Soon I found a lovely set of teachers who managed to bring a bit of joy, devotion , introspection, focus, or detachment  into what on the face of it may seem an unimaginative and uninspired sequence/paradigm. Really, they helped (guided) me to bring that bit of joy into it myself, inspired me to bring it, or gave good examples by bringing it themselves. Soon, I was finding as much focus, joy, and peace in hot sequences as I had previously in vinyasa sequences, or in my home practice.

It became really cathartic. Laying in a pool of sweat at the end, I felt drained…of impurities. I had sweated a gallon in an hour (or close, it appeared). I was getting ready to fill myself up with clean, pure water – like a little oil change for my body. Keep those cells filled with fresh water, dontcha know?

So I continued that way for a while until one summer day recently I walked into the studio and my body, mind, and spirit (and thus what seemed like the entire universe) told me it was too hot to do a ‘hot’ at 9AM on what looked to be a blistering day. Thus, I returned once again to my core vinyasa practice.

So there it is…my meager experience of a decade. Hardly much to base any firm judgments on, or reach meaningful conclusions. It was barely enough to skim the surface, to teach me that I truly don’t know, and that there are as many answers and paths as there are (or were ever) people. Still, I like to make observations and comparisons, if nothing else for the pure ‘fun’ of it, or maybe because as a writer and observer, these things come to the surface naturally, like little checkpoints of where I am at the time, like little rough maps of the world I constantly update and refine (and sometimes throw away and start over).

This brings us to the commonalities between hot yoga and Vinyasa yoga (and their adherents, insomuch as they stick to one or the other, which many do).

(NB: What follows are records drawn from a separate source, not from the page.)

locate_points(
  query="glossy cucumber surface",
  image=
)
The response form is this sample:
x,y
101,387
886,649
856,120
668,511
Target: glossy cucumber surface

Examining the commonalities is always a pertinent first step before trying to define apparent differences.

Both are a type of yoga, which is aimed at union…union of body, mind, and spirit, and union of individuals with a higher Self within (and which possibly permeates the universe). Union of thought, word, and deed.

Yogis see yoga like a lotus flower, with many petals. The physical practice (at its core defined as hatha yoga) is just one petal. Within this petal are the many fibers of the various physical practices; hot, Vinyasa, Kundalini, yin, traditional hatha, etc. Other petals of yoga are bhakti (devotion, praise, and gratitude), seva (service to others), among many others.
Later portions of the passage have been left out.